Sur ce sujet des niches, l'heure n'est plus aux demi-mesures mais à une réforme d'ampleur, radicale, globale, aujourd'hui indispensable non seulement pour des raisons économiques et budgétaires mais également au nom de la justice sociale et de l'efficacité de l'action publique.
Pris dans son ensemble, le plan d'ajustement des finances publiques français mériterait d'être sans doute rééquilibré par un volet recettes plus ample et surtout assumé vis-à-vis de l'opinion publique.

Réforme de l'impôt sur le revenu, évolution de la CSG et/ou de la CRDS pour combler les déficits sociaux, révision circonstanciée de certains éléments de la fiscalité du capital, du patrimoine et des très grandes entreprises, tout en prenant dûment en compte les problèmes de marges de nombreuses PME, le tout conjointement à une vraie réforme d'ensemble des niches fiscales ou sociales pour rétablir des impositions à assiette large et à taux progressif? Il n'est plus possible de différer longtemps encore les réflexions sur une grande réforme des prélèvements obligatoires.

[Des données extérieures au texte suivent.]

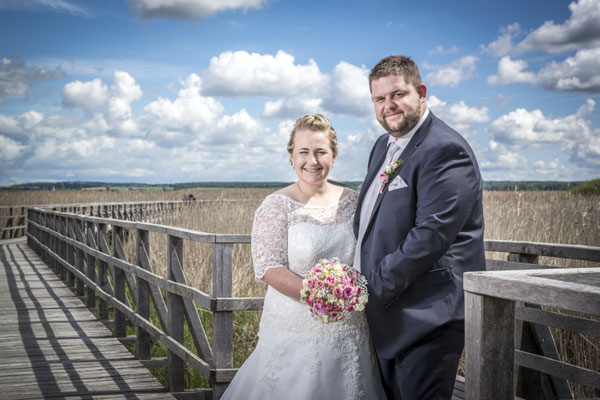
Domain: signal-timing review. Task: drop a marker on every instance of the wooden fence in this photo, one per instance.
(509, 347)
(13, 219)
(94, 263)
(88, 252)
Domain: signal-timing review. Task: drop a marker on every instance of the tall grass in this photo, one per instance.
(554, 217)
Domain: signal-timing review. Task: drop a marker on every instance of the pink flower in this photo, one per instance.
(348, 291)
(338, 291)
(320, 310)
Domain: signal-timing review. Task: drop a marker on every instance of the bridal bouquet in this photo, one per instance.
(332, 290)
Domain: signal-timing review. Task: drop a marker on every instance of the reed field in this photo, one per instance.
(552, 217)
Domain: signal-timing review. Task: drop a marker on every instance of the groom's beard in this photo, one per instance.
(408, 122)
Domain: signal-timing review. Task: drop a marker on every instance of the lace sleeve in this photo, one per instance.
(269, 236)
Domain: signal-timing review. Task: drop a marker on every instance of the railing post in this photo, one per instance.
(79, 256)
(142, 241)
(62, 245)
(222, 320)
(102, 274)
(536, 339)
(120, 320)
(70, 252)
(90, 264)
(489, 350)
(176, 316)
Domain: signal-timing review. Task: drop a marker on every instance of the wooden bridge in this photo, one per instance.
(80, 250)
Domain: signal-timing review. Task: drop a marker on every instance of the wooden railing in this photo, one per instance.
(509, 347)
(13, 219)
(93, 262)
(12, 222)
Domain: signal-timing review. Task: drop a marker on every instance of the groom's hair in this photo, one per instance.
(314, 123)
(396, 65)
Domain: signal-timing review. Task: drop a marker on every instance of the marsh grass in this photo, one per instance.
(553, 217)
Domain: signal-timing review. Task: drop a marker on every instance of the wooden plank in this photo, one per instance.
(547, 365)
(176, 316)
(222, 320)
(489, 358)
(539, 287)
(54, 347)
(562, 321)
(191, 314)
(579, 252)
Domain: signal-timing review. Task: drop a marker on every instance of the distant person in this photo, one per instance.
(298, 357)
(419, 224)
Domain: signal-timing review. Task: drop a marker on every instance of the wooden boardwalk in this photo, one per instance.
(52, 346)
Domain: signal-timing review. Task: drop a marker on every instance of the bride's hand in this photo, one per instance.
(284, 281)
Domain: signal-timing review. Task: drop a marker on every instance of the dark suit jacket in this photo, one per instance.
(421, 238)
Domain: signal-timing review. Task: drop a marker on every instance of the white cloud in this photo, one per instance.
(189, 9)
(522, 135)
(582, 29)
(9, 149)
(580, 72)
(91, 95)
(511, 71)
(16, 125)
(15, 78)
(522, 128)
(442, 50)
(458, 115)
(292, 107)
(504, 44)
(60, 6)
(349, 90)
(241, 73)
(452, 74)
(190, 113)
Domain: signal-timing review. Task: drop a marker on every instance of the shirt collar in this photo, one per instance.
(409, 135)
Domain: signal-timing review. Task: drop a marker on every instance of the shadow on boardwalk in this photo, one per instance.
(52, 346)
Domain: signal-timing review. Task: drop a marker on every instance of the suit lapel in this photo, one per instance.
(405, 156)
(372, 173)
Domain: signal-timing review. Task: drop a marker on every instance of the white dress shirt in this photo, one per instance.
(373, 190)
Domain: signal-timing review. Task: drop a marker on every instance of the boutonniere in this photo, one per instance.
(388, 171)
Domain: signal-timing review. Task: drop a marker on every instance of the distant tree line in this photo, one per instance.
(587, 187)
(582, 187)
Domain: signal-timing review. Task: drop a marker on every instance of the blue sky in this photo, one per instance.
(162, 91)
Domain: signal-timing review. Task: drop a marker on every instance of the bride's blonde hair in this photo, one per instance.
(314, 123)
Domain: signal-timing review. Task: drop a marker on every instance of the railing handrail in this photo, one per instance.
(58, 239)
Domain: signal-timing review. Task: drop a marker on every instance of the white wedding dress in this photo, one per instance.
(298, 357)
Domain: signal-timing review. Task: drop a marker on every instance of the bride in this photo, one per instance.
(298, 357)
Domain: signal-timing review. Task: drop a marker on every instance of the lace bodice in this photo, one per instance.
(298, 357)
(294, 235)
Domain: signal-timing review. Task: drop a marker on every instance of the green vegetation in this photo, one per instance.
(587, 187)
(527, 186)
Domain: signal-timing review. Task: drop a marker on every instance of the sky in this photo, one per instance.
(169, 91)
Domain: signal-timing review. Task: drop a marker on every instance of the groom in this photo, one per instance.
(419, 224)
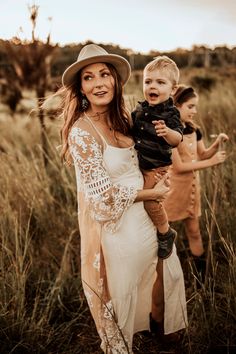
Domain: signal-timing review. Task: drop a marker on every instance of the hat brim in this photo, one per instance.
(120, 63)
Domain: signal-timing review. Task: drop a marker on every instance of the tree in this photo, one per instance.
(31, 62)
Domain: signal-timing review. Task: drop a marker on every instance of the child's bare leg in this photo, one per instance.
(158, 294)
(193, 233)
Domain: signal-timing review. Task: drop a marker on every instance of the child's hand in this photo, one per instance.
(221, 139)
(160, 127)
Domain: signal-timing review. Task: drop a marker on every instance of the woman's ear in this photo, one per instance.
(174, 89)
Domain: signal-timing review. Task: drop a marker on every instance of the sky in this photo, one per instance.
(140, 25)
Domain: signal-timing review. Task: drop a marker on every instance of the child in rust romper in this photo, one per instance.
(190, 156)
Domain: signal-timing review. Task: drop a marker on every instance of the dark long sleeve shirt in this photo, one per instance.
(154, 151)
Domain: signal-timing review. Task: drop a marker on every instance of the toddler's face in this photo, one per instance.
(157, 86)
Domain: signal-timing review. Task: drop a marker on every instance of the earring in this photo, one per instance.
(84, 103)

A défaut de choix clairs, la France risque malheureusement de continuer à cumuler un niveau d'endettement insoutenable, une politique des dépenses peu crédible et des choix fiscaux déséquilibrés ne répondant plus aux exigences de la situation de ses finances publiques.
Encore un peu de courage. Un discours de vérité et de transparence sur l'état financier du pays est à ce prix. Afin d'asseoir le programme de transformation de l'économie française sur un socle commun de réformes négociées et discutées dans un esprit de justice et de responsabilité.